Am Freitag gab Wendie Renard, Kapitänin und Abwehrchefin der Équipe Tricolore, ihr Karriereende im Nationalteam bekannt. Die 32-Jährige lief insgesamt 142 Mal für die französische Nationalelf auf und schoss dabei beachtliche 34 Tore. Renard ist eine der bekanntesten Fußballerinnen in Frankreich und gewann mit ihrem Club Olympique Lyonnais zahlreiche Titel, darunter acht Mal die Champions League.
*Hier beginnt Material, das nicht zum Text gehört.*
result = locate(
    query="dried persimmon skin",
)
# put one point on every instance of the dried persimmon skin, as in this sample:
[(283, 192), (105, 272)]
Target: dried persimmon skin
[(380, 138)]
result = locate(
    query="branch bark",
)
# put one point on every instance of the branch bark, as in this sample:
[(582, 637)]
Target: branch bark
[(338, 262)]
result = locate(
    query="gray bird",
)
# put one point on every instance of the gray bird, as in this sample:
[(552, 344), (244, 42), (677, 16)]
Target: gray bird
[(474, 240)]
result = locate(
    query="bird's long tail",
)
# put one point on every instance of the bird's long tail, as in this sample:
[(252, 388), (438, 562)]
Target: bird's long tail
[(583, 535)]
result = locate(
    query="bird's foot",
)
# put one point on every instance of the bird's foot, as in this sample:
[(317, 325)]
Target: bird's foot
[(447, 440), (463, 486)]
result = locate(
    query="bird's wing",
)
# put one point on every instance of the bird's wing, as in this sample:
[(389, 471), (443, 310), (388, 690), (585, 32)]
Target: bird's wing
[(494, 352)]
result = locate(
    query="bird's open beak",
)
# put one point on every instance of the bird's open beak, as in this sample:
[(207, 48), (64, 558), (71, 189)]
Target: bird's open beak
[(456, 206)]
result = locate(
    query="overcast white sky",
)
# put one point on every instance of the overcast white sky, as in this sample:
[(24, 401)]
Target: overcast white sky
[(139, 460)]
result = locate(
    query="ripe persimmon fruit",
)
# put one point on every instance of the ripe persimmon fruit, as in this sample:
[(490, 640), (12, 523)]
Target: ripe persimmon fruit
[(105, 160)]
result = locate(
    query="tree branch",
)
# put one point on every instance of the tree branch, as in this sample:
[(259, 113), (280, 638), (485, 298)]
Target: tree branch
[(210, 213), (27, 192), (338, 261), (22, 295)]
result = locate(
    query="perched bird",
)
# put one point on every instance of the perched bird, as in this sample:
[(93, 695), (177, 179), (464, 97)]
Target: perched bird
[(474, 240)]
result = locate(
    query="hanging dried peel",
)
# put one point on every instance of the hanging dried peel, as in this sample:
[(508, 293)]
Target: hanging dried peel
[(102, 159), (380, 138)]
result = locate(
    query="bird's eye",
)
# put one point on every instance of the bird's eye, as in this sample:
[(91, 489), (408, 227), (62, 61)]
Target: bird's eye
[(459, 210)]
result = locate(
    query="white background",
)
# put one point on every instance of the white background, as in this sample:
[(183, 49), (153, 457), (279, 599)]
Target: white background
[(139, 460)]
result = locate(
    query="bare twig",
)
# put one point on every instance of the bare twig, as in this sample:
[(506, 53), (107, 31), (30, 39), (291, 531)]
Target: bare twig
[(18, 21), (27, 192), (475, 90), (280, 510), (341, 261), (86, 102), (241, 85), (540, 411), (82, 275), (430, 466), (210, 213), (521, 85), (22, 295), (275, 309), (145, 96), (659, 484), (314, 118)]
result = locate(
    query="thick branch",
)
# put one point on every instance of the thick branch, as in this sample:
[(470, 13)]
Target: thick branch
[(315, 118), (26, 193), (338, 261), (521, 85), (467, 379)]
Daraufhin folgten die Rücktritte der beiden besten Stürmerinnen Frankreichs: Marie-Antoinette Katoto und Kadidiatou Diani schrieben, die nächsten Einladungen zur Nationalelf nicht anzunehmen. Katoto und Diani gelten als eins der besten Offensivduos im Frauenfußball.

Ohne das Trio wird es für Frankreich sehr schwierig, bei der WM den Titel zu holen. Auch Verteidigerin Perle Morroni kündigte ihren Rücktritt an.

Wie begründen die Spielerinnen ihre Rücktritte?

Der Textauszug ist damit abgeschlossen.